The $100m aquatic centre, including a 50m pool – likely to be a Tauranga first – a learn-to-swimming pool and recreational areas as well as indoor sports and community facilities are planned.

York said the aquatic centre would include 300 poolside seats and an extra 500 in the indoor stadium.

“You’ve got all the infrastructure to have ultimately a regional, if not a national, asset.”

In response to York’s submission, Tauranga City Council [TCC] commissioner Anne Tolley said the 50m pool would need to be a public and private partnership.

The council’s draft Long-term Plan already proposes bringing forward investment in the Pāpāmoa East Interchange, but is subject to Waka Kotahi NZ Transport Agency funding.

The draft allowed $3m for design and planning of the interchange in the next financial year, then just under $87.5m over the following four years towards building it, ending in 2026.

Overall, the draft plan includes investment of $462m in and around the Te Tumu area over the next 10 years including $152m on transport and $36m for community spaces and places.

According to the plan, this would support the building of 2000 to 3000 homes in areas already zoned for housing and a further 7000 to 8000 homes in Te Tumu once it was zoned for housing.

Papamoa Residents and Ratepayers Association chairman Philip Brown said new town centres were always exciting but before any development can take place the interchange must be built.

Both economic development agency Priority One chief executive Nigel Tutt and Tauranga Chamber of Commerce chief executive Matt Cowley said the interchange was needed.

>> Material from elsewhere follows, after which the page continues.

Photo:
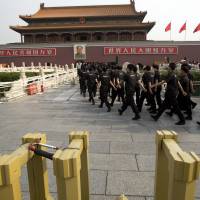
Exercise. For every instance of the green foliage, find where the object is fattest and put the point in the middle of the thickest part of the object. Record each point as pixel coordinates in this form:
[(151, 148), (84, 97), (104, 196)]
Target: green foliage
[(9, 76)]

Tutt said the town centre was an excellent opportunity to unlock “desperately” needed housing quickly and the interchange was key for this and other developments.

“We know this is a priority for TCC and we would also expect the Government to play a strong hand in making this happen sooner rather than later.”

Cowley said Pāpāmoa East had an exciting future but was constrained by its lack of access to the TEL.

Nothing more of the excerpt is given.